Cardinal Dolan: Left Wing Is ‘Snotty’ over My Dealings with President Trump

Cardinal Timothy Dolan, Archbishop of New York, speaks to reporters during a news conferen
AP Photo/Seth Wenig

New York Cardinal Timothy Dolan has stood by his recent dealings with President Trump in the face of criticism from Catholic Democrats, insisting Catholics believe in dialogue and engagement.

“Now the left wing is snotty about the fact that I was part of a conference call with Catholic leaders, and I just say, ‘Look, are we in the sacred enterprise of accompaniment and engagement and dialogue, or are we not?” he asked in an online Facebook interview with Jesuit Father Matt Malone, editor-in-chief of America Media.

“When you do it, you risk criticism on both sides. When you don’t do it, well, then what do you do? You become Amish,” he said.

On Friday, Catholic Democrats from the George Soros-funded group Faith in Public Life (FPL) posted an online letter blasting Cardinal Dolan and other bishops for engaging in a phone call last Saturday with President Trump, insisting that the president is “not pro-life.”

“Instead of challenging Trump’s cruelty toward immigrants, denial of climate change and racism, Cardinal Dolan praised the president,” the letter declared. “He even joked he talked to Trump more than his own mother.”

“The cardinal then went on Fox News to thank Trump for his sensitivity to ‘the feelings of the religious community,’” the letter lamented.

In his interview Friday, Cardinal Dolan said he takes heat from the right and from the left, which is the price of engaging in dialogue.

“Put it in perspective: I’m getting much more criticism from those on what you might call the ‘right,’ who are saying, ‘Why in the world did you work with Sen. Schumer on the sustenance package” and with Gov. Cuomo and Mayor de Blasio? Dolan asked.
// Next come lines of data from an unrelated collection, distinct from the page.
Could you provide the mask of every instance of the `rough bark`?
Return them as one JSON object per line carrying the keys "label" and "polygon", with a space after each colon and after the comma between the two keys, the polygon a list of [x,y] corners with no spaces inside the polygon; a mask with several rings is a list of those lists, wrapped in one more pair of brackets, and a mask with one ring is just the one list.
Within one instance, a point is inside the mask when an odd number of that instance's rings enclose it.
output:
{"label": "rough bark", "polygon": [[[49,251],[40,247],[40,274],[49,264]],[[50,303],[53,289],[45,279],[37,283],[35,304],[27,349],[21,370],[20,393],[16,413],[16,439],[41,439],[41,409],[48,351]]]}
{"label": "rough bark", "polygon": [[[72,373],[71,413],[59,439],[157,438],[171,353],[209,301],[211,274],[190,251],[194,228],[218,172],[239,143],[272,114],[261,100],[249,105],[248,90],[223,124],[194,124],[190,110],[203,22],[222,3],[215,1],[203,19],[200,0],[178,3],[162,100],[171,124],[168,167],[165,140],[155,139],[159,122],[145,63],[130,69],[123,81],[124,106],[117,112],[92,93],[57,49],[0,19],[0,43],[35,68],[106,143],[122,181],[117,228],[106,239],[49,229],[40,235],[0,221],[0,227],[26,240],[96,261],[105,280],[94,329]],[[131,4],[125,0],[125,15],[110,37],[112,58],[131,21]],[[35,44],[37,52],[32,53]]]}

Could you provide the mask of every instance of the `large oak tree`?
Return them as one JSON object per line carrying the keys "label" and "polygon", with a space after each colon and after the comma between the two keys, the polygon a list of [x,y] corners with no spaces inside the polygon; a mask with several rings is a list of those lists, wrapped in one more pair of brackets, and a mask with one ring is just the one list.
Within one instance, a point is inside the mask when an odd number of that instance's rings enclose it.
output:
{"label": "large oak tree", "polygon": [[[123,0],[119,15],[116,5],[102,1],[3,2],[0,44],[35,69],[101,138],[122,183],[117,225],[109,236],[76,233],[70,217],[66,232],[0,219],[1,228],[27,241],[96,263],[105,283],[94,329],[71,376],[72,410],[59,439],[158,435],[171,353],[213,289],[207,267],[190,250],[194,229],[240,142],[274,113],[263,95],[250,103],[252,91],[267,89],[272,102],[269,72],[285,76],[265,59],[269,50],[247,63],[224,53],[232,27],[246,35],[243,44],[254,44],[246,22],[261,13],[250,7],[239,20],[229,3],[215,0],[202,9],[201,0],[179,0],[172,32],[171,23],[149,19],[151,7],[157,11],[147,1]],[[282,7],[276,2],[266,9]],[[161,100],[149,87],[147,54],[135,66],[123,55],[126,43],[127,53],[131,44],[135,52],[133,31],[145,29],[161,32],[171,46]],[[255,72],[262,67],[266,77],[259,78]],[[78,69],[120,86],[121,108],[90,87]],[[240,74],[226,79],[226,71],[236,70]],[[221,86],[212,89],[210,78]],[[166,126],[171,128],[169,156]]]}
Dolan said his approach is an answer to Pope Francis’s call for “bridge-building.”

The Catholic program director at Faith in Public Life is John Gehring, the former communications director at Catholics in Alliance for the Common Good, a group created by John Podesta, former campaign chairman for Hillary Clinton, to plant the seeds of “revolution” in the Catholic church. The plot to subvert the Catholic church from the inside was revealed by WikiLeaks in 2012, when it published a series of Podesta’s emails.

Faith in Public Life is not the only left-wing group to attack Cardinal Dolan for engaging in dialogue with President Trump.

On Tuesday, the progressive National Catholic Reporter (NCR) published an editorial lambasting the cardinal for “capitulating” to the Republican Party.

In their op-ed, the newspaper’s editors insisted that “the cardinal archbishop of New York has inextricably linked the Catholic Church in the United States to the Republican Party and, particularly, President Donald Trump.”

As an unabashed lackey for the Democrat Party, NCR said the Trump administration had “masterfully manipulated” the U.S. bishops into participating in a conference call with the president, during which Cardinal Dolan reportedly said he considers himself a “great friend” of Trump and that he was “honored” to start the comments on the call.